I tried to see why this is happening and it seems to be the request made by codeception. That request is made with POST instead of PUT method preventing Laravel from matching the route.
HTML forms doesn't suport PUT methods so Laravel Form helper class creates the form as follows:
<form method="POST" action="https://myapp.dev/users/172" accept-charset="UTF-8">
<input name="_method" value="PUT" type="hidden">
...
However, it seems that codeception is not reading the _method value.
How can I fix this?
EDIT: Looking deeply on the code I found that test don't override the request method beacause of a constant in th Request class called Request::$httpMethodParameterOverride.
/**
* Gets the request "intended" method.
*
* If the X-HTTP-Method-Override header is set, and if the method is a POST,
* then it is used to determine the "real" intended HTTP method.
*
* The _method request parameter can also be used to determine the HTTP method,
* but only if enableHttpMethodParameterOverride() has been called.
*
* The method is always an uppercased string.
*
* #return string The request method
*
* #api
*
* #see getRealMethod()
*/
public function getMethod()
{
if (null === $this->method) {
$this->method = strtoupper($this->server->get('REQUEST_METHOD', 'GET'));
if ('POST' === $this->method) {
if ($method = $this->headers->get('X-HTTP-METHOD-OVERRIDE')) {
$this->method = strtoupper($method);
} elseif (self::$httpMethodParameterOverride) {
$this->method = strtoupper($this->request->get('_method', $this->query->get('_method', 'POST')));
}
}
}
return $this->method;
}
The previous constant value should be true but shomehow, when I run the test its value is false.
I found a solution but I don't think this is the right place to write it.
I added a simple line of code on the Connector\Laravel5 class.
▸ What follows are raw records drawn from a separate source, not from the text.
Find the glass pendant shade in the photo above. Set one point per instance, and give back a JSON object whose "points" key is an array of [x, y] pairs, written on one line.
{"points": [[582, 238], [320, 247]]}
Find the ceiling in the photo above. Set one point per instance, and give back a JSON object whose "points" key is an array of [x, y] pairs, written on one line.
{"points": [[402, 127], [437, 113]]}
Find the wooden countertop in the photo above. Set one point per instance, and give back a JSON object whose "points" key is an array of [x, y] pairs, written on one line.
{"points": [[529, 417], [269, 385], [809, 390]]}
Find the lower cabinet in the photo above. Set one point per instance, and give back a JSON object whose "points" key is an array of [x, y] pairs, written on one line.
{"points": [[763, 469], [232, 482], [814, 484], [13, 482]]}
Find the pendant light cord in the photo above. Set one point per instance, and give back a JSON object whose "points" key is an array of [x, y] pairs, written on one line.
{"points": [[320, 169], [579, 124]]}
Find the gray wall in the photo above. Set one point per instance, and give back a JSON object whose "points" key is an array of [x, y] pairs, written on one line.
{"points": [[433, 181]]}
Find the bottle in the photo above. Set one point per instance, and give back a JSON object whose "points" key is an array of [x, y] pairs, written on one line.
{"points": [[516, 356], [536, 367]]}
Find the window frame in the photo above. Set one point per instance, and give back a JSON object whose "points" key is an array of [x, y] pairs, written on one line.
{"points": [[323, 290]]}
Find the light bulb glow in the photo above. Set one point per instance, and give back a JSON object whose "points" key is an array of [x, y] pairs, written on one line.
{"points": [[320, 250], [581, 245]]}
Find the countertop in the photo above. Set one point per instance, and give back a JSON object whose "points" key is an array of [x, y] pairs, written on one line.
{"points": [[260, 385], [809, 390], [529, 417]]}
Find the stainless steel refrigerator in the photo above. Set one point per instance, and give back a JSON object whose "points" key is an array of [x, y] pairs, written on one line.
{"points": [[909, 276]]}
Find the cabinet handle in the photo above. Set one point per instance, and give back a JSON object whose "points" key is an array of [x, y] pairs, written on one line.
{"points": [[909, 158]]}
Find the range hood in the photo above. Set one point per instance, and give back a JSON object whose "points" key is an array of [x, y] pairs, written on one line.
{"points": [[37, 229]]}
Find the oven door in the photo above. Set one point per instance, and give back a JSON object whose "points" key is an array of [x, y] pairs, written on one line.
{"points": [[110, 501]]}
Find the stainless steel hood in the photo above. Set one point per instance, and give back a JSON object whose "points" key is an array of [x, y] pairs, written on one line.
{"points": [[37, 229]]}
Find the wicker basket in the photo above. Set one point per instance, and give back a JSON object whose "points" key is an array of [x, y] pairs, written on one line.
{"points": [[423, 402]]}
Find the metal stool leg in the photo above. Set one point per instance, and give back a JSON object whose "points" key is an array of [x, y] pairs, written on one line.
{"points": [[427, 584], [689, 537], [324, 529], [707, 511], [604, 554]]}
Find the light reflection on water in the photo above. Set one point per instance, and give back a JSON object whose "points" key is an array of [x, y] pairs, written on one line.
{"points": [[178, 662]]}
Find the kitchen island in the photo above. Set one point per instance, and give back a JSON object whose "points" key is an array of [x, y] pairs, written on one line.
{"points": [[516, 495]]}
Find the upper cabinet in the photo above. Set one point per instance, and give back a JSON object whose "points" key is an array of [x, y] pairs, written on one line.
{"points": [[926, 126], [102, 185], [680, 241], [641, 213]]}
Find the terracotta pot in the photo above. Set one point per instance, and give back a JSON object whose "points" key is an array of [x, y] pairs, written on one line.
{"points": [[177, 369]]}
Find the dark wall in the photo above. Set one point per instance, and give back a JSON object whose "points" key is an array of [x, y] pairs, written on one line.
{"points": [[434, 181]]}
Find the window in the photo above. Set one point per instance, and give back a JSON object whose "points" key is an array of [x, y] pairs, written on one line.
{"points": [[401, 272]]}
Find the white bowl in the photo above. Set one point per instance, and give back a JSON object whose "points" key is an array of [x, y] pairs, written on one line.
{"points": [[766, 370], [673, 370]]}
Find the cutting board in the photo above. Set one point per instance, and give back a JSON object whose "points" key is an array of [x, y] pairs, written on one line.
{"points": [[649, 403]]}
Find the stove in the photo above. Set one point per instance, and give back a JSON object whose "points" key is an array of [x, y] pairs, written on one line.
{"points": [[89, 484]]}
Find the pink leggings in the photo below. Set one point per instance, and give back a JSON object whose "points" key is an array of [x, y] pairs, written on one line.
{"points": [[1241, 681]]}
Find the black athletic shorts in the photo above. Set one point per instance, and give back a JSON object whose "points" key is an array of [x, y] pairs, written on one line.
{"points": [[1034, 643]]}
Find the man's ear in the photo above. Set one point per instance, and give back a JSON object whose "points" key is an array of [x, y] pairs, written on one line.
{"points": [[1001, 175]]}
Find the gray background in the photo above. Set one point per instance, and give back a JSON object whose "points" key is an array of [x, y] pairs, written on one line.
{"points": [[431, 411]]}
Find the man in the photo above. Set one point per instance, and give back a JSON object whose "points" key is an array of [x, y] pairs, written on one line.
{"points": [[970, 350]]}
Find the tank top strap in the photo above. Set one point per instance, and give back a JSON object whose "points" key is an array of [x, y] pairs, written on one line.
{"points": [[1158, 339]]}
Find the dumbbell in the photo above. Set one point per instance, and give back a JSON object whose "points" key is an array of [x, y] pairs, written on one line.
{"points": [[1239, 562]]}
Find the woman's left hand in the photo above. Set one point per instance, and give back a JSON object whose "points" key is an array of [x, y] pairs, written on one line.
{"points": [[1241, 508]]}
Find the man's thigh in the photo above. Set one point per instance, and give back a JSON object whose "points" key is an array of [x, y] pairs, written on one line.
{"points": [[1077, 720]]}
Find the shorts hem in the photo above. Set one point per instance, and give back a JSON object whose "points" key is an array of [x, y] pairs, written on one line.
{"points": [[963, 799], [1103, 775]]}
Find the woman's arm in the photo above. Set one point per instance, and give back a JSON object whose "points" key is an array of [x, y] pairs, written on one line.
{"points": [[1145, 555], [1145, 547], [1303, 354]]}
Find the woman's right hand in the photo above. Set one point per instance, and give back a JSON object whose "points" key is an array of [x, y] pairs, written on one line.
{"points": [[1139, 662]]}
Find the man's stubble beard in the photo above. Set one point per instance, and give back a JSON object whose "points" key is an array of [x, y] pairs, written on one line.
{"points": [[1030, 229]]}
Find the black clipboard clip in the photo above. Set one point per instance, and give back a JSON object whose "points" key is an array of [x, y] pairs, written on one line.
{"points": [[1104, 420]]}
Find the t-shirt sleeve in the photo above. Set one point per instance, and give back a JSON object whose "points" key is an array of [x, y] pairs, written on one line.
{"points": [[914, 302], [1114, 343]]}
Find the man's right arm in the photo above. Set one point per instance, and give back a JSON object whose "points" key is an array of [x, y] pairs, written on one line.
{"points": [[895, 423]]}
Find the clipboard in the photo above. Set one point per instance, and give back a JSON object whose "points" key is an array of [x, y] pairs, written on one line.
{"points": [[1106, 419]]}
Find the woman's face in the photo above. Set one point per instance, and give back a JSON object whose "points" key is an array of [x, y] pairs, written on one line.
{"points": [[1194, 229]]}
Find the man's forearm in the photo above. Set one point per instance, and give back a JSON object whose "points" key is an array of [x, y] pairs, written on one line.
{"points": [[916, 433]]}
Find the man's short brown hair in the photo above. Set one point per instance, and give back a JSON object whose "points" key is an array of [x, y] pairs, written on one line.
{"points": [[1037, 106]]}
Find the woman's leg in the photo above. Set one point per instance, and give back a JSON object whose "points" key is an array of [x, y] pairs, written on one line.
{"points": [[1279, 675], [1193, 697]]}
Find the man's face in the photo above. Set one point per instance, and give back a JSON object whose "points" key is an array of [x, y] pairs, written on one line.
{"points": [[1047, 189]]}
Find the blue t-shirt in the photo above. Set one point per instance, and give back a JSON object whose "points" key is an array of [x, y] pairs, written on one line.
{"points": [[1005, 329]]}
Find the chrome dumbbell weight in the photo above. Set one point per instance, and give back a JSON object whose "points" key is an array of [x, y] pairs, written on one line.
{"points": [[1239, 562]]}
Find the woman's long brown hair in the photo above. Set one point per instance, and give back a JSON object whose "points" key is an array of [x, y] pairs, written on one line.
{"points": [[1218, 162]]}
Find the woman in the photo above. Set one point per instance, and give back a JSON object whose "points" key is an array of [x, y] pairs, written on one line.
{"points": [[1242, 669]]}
public function __construct($module)
{
$this->module = $module;
$this->initialize();
$components = parse_url($this->app['config']->get('app.url', 'http://localhost'));
$host = isset($components['host']) ? $components['host'] : 'localhost';
parent::__construct($this->app, ['HTTP_HOST' => $host]);
// Parent constructor defaults to not following redirects
$this->followRedirects(true);
// Added to solve the problem of overriding the request method
Request::enableHttpMethodParameterOverride();
}
This solves my problem.
You can not use PUT method in HTML form tag. For that you need to use laravel's blade template format to define form tag.
e.g.
{!! Form::open(['url' => 'users/{users}','method' => 'put','id' => 'form' ]) !!}
Also you can use route attribute to define route instead of url.